The model’s superior performance stems from a strategic data fusion of feature bands, vegetation indices, and Ginkgo canopy region of interest pixel (ROP) sets, an approach consistent with established research (Ceriani et al., 2025). The BiLSTM-GS component particularly outperformed traditional methods due to its ability to capture bidirectional contextual dependencies in spectral sequences, a capability aligned with established mechanistic principles (Zhang et al., 2025). Comparative analysis shows our results exceed in apple yield prediction ( $R_{P}^{2}$ =0.78) but trail in corn silage monitoring (>90%), highlighting the crop-specific nature of model performance (Burglewski et al., 2024).

While promising results have been achieved, this study has several limitations: limited generalizability due to single-site validation, the high computational demands of the BiLSTM-GS model, and the time-consuming manual ROI extraction. Future work should prioritize: 1) multi-site and multi-temporal validation to assess model robustness; 2) model lightweighting through compression techniques; 3) automated ROI extraction using deep learning; 4) multi-modal data fusion with LiDAR and meteorological data; 5) applying explainable AI methods to bridge the gap between model performance and biological insight; and 6) integrating various vegetation indices (e.g., TVI, MCARI, MTVI, NDI) to leverage their complementarity for enhancing the model’s characterization of multidimensional vegetation physio-biochemical traits.

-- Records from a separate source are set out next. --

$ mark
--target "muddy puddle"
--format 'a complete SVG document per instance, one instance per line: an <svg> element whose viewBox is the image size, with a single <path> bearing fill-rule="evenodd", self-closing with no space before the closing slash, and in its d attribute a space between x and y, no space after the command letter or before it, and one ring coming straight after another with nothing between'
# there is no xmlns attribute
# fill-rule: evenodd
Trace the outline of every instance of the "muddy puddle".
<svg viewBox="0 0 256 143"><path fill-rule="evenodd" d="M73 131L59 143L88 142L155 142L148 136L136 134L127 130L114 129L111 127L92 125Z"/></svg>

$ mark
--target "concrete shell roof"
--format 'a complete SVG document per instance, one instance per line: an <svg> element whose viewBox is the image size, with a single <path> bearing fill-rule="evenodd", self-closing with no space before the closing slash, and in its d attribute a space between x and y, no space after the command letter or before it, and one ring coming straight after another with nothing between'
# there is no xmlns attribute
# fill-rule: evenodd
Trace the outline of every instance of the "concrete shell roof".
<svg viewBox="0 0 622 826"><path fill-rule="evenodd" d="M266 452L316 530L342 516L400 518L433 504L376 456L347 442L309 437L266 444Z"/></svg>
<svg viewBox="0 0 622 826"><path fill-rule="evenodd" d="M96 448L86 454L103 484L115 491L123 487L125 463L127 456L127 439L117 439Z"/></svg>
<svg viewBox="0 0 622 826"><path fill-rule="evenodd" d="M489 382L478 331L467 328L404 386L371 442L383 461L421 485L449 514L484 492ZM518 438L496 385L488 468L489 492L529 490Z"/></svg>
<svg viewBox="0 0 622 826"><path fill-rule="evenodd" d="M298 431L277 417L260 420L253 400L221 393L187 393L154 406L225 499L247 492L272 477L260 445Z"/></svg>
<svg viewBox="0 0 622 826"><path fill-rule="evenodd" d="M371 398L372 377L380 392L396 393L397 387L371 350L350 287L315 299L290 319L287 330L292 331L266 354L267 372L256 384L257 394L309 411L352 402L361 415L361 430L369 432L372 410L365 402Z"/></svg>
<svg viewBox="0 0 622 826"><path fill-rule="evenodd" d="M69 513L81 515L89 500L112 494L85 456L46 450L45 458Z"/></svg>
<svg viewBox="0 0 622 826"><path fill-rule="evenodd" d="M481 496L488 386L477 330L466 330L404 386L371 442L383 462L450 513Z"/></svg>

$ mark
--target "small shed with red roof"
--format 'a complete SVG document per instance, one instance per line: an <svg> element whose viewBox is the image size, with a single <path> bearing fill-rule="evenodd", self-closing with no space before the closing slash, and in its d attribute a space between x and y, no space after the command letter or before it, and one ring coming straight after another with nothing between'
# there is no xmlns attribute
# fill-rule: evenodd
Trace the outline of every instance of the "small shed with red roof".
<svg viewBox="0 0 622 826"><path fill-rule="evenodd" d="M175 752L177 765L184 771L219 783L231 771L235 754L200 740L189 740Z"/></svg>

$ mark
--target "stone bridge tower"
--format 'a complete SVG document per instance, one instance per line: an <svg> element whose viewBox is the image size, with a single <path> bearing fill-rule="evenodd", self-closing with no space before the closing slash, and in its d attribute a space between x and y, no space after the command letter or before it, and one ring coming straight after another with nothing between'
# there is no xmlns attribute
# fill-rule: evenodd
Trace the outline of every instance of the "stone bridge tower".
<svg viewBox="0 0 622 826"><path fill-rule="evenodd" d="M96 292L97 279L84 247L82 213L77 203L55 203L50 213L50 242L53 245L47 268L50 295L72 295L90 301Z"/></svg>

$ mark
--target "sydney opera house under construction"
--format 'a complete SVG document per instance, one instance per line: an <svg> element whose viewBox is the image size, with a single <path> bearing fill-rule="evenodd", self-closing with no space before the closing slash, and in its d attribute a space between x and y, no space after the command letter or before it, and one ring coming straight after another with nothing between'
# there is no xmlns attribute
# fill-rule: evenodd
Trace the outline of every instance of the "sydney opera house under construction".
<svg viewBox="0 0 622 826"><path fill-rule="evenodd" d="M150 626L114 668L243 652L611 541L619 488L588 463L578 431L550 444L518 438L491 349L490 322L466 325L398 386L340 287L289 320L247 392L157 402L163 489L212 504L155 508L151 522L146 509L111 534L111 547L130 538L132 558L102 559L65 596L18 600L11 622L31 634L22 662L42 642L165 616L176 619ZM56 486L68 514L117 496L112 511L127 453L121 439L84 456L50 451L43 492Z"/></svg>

In conclusion, while the proposed framework shows strong innovation and performance, addressing these limitations through integrated approaches will be crucial for its operational adoption in precision forestry and agriculture.

4 Conclusion

In this study, an innovative method based on hyperspectral imaging technology (400 ~ 1000 nm spectral range) was proposed to realize the non-destructive yield prediction of Ginkgo biloba leaves by integrating canopy spectral data and measured yield values. Through the systematic evaluation of five spectral preprocessing methods (MSC, SG, SNV, FD, SS), SNV was determined as the optimal preprocessing scheme and used as the basis for subsequent model training. PSO, PSAMA, SPA, PCA, LASSO and CARS algorithms were used for feature selection, and 10, 20, 10, 21, 20 and 23 characteristic wavelengths were extracted respectively. Additionally, the most representative SAVI, MSAVI, NDRE and SIPI vegetation indices were selected from the seven candidate indices by random forest regression analysis. The SNV- (SAVI - MSAVI – NDRE - SIPI - ROP) - (BiLSTM-GS) prediction model is constructed by innovatively fusing the Region of Interest Pixel (ROP) data, and the BiLSTM is optimized by Grid SearchCV (learning rate: 0.01, Hidden layers: 50). The model showed a prediction accuracy of $R_{c}^{2}$ = 0.9422 ( $R M S E_{c}$ = 0.0817) for the calibration set performance index and $R_{P}^{2}$ = 0.8795 ( $R M S E_{p}$ = 0.1021) for the prediction set result, thus establishing a robust technical framework for the non-destructive yield assessment of ginkgo planting.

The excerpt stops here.